In this Thursday, May 6, 2010 file photo, a radiologist uses a magnifying glass to check mammograms.
In this Thursday, May 6, 2010 file photo, a radiologist uses a magnifying glass to check mammograms. AP Photo/Damian Dovarganes, File

Alberta Health Services is terminating a contract that affects many radiologists at Calgary and Edmonton hospitals next year and the head of a group representing those who will be impacted says “the timing really couldn’t be worse.”

“This really couldn’t have been announced at a worse time and it just comes across as cruel and petty,” Dr. Robert Davies, president of the Alberta Society of Radiologists, told Global News on Monday night. “In the short-term, radiologists, like other physicians in the province, are focused on getting prepared for the COVID-19 epidemic.

“The timing of this announcement is as awful as it is unnecessary and I’m really worried about the impact on the morale and the mental health of front-line providers… it just comes across as cruel and petty.”
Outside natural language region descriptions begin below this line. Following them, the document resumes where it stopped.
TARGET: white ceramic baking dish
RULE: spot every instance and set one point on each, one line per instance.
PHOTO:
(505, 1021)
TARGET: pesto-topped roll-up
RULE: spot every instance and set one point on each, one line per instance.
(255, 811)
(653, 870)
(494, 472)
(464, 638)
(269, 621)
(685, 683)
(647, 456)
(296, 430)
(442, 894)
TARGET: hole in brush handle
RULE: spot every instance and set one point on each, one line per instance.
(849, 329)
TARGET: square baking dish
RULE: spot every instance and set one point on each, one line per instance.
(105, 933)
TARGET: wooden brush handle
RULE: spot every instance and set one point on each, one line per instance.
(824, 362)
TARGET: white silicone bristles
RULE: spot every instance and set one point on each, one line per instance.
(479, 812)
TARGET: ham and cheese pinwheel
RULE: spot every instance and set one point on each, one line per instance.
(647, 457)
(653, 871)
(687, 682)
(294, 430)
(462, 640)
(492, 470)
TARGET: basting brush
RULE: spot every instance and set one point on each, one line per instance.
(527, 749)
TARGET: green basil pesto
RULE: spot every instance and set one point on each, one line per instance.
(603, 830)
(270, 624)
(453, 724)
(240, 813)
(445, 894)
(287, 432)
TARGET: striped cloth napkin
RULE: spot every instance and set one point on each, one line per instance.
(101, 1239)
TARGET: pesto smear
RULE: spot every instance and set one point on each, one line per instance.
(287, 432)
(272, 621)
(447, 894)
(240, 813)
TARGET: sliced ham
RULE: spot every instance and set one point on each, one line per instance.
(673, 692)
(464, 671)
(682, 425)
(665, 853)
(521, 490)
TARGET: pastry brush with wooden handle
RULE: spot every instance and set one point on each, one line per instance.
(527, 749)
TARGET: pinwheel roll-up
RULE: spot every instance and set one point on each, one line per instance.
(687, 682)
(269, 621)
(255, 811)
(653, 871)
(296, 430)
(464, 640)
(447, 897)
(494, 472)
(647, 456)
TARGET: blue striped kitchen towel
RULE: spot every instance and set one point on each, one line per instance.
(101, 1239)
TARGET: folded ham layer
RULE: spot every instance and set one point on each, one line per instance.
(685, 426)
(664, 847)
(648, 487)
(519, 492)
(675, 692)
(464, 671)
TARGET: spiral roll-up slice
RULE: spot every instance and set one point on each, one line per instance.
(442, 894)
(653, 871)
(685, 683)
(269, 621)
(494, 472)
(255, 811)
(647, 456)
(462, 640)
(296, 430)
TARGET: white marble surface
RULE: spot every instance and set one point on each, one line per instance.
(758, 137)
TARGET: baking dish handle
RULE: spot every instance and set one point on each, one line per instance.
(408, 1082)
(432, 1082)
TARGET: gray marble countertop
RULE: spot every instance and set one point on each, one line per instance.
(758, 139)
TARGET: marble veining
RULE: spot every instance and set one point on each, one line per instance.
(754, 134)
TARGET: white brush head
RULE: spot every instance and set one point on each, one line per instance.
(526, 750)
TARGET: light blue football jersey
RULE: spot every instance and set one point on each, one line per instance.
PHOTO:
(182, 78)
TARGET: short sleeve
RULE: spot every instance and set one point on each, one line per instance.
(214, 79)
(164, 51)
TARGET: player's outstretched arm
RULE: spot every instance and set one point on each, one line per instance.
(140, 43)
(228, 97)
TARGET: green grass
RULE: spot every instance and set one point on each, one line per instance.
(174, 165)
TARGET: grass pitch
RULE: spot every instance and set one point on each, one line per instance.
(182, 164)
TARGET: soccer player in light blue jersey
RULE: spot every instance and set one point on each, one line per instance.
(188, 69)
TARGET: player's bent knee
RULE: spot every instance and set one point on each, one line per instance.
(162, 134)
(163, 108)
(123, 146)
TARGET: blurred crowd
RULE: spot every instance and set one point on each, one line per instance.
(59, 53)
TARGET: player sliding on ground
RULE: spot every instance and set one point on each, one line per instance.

READ MORE: Edmonton doctors group raises concern about Alberta’s coronavirus preparedness

In an email sent earlier in the day, health ministry press secretary Steve Buick confirmed to Global News that the government has told the radiologists it will terminate the contract in a year and said the goal is to find cost savings and use those to reduce wait times for MRI and CT scans for Albertans.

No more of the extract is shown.